Cardinal Murphy O’Connor’s Decree of Erection of the Community of Our Lady of Walsingham contains a number of points which reflect the intention of the Church in requiring this first canonical step for a new foundation.
- It is defined as a public association of the faithful “destined to become a religious institute”
- In addition to the canons on associations, the community is governed by “its own Statutes”. It is according to these approved Statutes that it is possible for such a community to begin to live a life, as similar as possible, to the religious state to which it aspires.
- The Cardinal included essential points in the Decree which would clarify the intent of the community and it’s right to live accordingly: to receive members, establish a novitiate, make private vows, wear distinctive garb “and to live and govern themselves in a manner as close to the religious life they aspire to as is possible in this formative stage.” Further he notes that the community relates to the vicar for religious, rather than laity and, if needed, to CICLSAL, not the Council for the Laity.

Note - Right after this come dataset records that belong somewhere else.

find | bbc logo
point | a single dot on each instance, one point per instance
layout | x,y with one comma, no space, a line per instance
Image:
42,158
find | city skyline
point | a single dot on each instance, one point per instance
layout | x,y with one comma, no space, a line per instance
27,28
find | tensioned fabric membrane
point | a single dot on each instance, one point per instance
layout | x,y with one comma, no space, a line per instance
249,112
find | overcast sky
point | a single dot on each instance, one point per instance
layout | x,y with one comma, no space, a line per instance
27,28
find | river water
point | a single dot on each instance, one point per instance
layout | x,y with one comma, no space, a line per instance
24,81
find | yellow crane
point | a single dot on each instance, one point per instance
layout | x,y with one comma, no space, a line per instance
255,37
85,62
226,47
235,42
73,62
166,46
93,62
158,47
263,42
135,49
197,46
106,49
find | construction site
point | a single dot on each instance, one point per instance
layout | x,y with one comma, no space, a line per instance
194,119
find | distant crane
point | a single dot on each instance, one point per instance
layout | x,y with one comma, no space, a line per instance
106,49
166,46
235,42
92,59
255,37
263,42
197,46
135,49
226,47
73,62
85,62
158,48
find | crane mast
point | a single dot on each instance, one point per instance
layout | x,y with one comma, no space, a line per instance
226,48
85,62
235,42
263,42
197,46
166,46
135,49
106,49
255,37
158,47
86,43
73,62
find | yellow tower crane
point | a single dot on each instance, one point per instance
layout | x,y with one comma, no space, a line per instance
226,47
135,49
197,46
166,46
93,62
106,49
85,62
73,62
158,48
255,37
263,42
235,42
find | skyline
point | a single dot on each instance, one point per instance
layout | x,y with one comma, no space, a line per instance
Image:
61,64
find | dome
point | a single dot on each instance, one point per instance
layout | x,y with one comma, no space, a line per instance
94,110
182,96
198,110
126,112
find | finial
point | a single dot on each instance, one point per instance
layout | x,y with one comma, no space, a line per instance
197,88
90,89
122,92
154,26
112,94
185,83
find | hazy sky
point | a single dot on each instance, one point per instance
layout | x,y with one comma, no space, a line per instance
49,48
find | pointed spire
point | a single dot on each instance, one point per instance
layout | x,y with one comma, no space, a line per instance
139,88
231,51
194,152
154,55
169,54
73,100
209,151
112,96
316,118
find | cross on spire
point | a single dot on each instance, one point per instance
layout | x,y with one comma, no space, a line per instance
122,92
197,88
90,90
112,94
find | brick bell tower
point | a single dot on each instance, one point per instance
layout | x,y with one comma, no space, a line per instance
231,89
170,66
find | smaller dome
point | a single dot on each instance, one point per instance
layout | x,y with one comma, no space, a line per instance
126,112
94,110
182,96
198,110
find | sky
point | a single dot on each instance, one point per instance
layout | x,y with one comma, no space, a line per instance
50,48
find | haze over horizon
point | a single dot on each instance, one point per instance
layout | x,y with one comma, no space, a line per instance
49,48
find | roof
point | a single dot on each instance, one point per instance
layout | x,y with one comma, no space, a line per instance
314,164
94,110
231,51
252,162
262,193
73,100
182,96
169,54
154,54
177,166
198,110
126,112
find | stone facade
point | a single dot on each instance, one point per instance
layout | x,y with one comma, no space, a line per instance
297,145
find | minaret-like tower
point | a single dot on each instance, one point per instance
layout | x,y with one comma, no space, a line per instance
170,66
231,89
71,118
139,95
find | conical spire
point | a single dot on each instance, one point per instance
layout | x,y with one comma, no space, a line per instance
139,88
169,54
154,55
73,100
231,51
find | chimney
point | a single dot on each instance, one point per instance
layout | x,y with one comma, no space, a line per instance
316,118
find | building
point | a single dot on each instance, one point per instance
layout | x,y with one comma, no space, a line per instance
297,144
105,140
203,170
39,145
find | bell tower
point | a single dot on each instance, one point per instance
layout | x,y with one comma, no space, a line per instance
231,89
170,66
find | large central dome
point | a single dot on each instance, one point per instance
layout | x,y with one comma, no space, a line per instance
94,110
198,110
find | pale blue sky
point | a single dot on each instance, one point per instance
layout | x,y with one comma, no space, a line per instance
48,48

- The latter points are fully in accord with what CICLSAL recommends to Bishops or founding persons who ask, and follows the logic expressed in the above reference to Pastor Bonus.
Sr Sharon has also noted several other key points in relation to COLW’s current status, and for the benefit of those people who may be interested in the canonical status of COLW we include these comments for reference:
- Type of Association: The canons cited in the Decree are those introductory for all associations and those for public associations. They do not refer to private associations or to the few canons particular to lay associations. It is better to avoid the confusion of “lay”. Many of us technically are “lay religious” (canon 588.3 of the 1983 Code) as distinct from clerical religious, but it is not a particularly helpful distinction.
- Experience of Others: Throughout the world, there are many associations of the faithful aspiring to become religious institutes. Some are simply viewed and received gratefully as if they were already religious, and in some cultural contexts, they are the object of curiosity or criticism . When petitions came to CICLSAL for approval before diocesan erection, some had been in existence for decades and others had grown much more quickly to the required number and, hopefully, maturity. Often they had spread to other dioceses, and all of the Bishops are consulted. In the case of new foundations which foresee having both women and men as members, there are some particular guidelines at CICLSAL. Several of this type, besides the Franciscan fraternity of Bethany, are listed in the Annuario Pontificio under the rubric of “New Communities of Consecrated Life”. There is on-going study of how these are structured. Some are two united religious institutes sharing charisms and mission.
- COLW is authorized by the decree to have a novitiate and to profess private vows. There is not really a problem in speaking of “formation”; it is not exclusively reserved to religious. The distinction between private and public vows is difficult to have understood by participants in a celebration. A vow is public if a “legitimate superior accepts it in the name of the Church” (canon 1192.1 of the 1983 Code). It technically has nothing to do with the number of people looking on, but of course, this defies common perception.